The sixth edition of the tournament takes place at Pakuranga rugby club this weekend, with some of the country's best school boy and girl talent on display.
For the first time a NZ Asian Barbarians team has been entered and they've managed to get a sevens great on board, with Sir Gordon Tietjens joining the coaching team.
The competition started in 2016 when Rugby Australia wanted to develop their high school sevens players and asked New Zealand Rugby if they wanted to create an event.
NZR declined with their focus on the Rio Olympics, but World Schools Sevens organiser Phil Gaze heard about the conversation and took matters into his own hands.
"So I rang up the Aussies and said 'I'll organise a game against the New Zealand Schoolboys and Schoolgirls' and they said 'Yep sounds fantastic'.
"Then I reached out to different ethnic communities; I had friends who are Fijian, Samoan and Tongan and they said 'Hey we'd like to enter a team as well' and before you knew it we had ten teams competing in 2016."

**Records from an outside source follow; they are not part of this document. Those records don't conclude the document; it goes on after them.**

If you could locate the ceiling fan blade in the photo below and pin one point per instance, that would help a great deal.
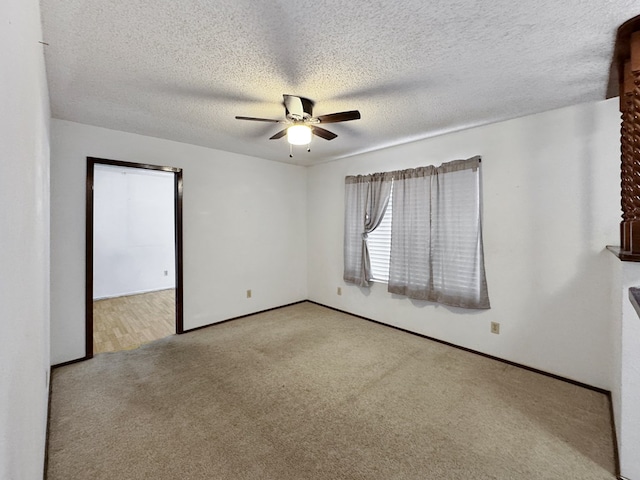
(340, 117)
(322, 133)
(259, 119)
(293, 105)
(278, 135)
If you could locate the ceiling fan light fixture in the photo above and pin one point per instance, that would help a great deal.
(299, 135)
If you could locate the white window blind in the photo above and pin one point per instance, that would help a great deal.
(379, 245)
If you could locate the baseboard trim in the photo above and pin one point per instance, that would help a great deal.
(48, 429)
(470, 350)
(607, 393)
(70, 362)
(243, 316)
(486, 355)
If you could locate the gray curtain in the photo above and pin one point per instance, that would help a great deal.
(366, 199)
(410, 263)
(436, 235)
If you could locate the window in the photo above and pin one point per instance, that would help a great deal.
(420, 231)
(379, 245)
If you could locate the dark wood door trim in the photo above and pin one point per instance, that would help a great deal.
(91, 162)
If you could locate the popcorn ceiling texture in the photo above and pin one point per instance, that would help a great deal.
(414, 69)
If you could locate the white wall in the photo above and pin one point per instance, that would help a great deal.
(551, 204)
(625, 390)
(244, 228)
(24, 236)
(133, 236)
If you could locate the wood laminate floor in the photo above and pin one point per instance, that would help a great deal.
(123, 323)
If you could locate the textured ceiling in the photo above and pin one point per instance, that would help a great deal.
(183, 70)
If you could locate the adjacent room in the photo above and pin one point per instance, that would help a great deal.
(380, 240)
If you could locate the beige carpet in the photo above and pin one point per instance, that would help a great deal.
(304, 392)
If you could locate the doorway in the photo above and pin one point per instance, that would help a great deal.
(133, 254)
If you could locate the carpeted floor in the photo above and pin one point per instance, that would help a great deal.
(304, 392)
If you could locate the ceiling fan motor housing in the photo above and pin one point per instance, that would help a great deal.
(298, 108)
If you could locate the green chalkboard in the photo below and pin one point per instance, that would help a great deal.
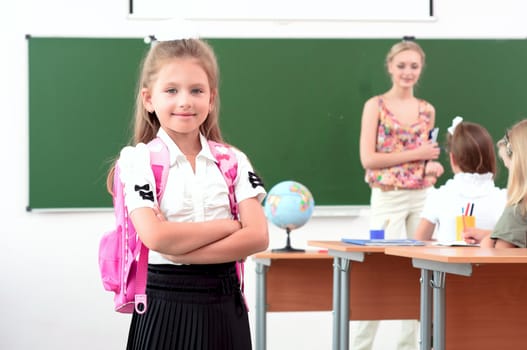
(293, 105)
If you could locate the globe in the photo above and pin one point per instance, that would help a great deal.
(289, 205)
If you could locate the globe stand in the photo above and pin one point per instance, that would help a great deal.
(287, 247)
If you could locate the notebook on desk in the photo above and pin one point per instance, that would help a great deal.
(383, 242)
(456, 244)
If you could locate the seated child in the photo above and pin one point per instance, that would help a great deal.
(473, 162)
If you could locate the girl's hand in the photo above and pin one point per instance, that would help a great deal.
(434, 168)
(428, 150)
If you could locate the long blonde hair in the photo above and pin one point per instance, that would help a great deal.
(517, 183)
(146, 124)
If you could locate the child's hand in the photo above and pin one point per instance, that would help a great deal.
(433, 170)
(137, 177)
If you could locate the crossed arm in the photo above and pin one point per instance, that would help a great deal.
(205, 242)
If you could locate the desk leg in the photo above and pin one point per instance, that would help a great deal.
(261, 307)
(344, 304)
(425, 311)
(336, 303)
(438, 285)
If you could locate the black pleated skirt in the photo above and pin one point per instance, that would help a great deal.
(192, 307)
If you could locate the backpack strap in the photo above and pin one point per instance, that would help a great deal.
(228, 164)
(160, 163)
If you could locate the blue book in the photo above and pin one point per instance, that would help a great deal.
(383, 242)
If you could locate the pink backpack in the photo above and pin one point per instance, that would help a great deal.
(123, 259)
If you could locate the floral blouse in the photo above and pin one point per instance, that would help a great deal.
(392, 136)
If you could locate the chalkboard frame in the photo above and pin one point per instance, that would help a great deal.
(293, 105)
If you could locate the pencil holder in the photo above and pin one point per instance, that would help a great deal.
(463, 222)
(376, 234)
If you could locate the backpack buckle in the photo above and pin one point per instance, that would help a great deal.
(140, 303)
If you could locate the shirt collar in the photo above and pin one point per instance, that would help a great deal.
(174, 151)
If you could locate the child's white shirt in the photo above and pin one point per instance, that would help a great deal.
(201, 195)
(443, 204)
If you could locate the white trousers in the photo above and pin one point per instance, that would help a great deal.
(402, 209)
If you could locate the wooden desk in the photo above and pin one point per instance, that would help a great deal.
(486, 311)
(381, 287)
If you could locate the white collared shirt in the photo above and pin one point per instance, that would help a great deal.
(201, 195)
(443, 204)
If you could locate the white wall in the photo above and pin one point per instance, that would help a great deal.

And the talent at that inaugural tournament was impressive.
"Hoskins Sotutu a current All Black, Scott Gregory who plays for the Highlanders and New Zealand Sevens, Vilimoni Koroi of the Highlanders and New Zealand Sevens.
"There was also a boy called Meli Derenlagi who played for the NZ Fijian team who went on to not only captain Fiji, but also picked up a gold medal at the Tokyo Olympics. There was also the current Australian women's sevens captain," Gaze said.
The World Schools Sevens has grown year on year, though Gaze said the 2021 version was pushed back to this weekend by the pandemic.
"Prior to Covid we had 17 teams from around the world. We had Canada, Japan, Fiji, USA, Tonga, Australia, Australian Indigenous as well as our New Zealand based teams. So, pre-Covid, we were heading towards 40 or 50 teams."
The tournament starts on Saturday, with the boys and girls finals on Sunday afternoon.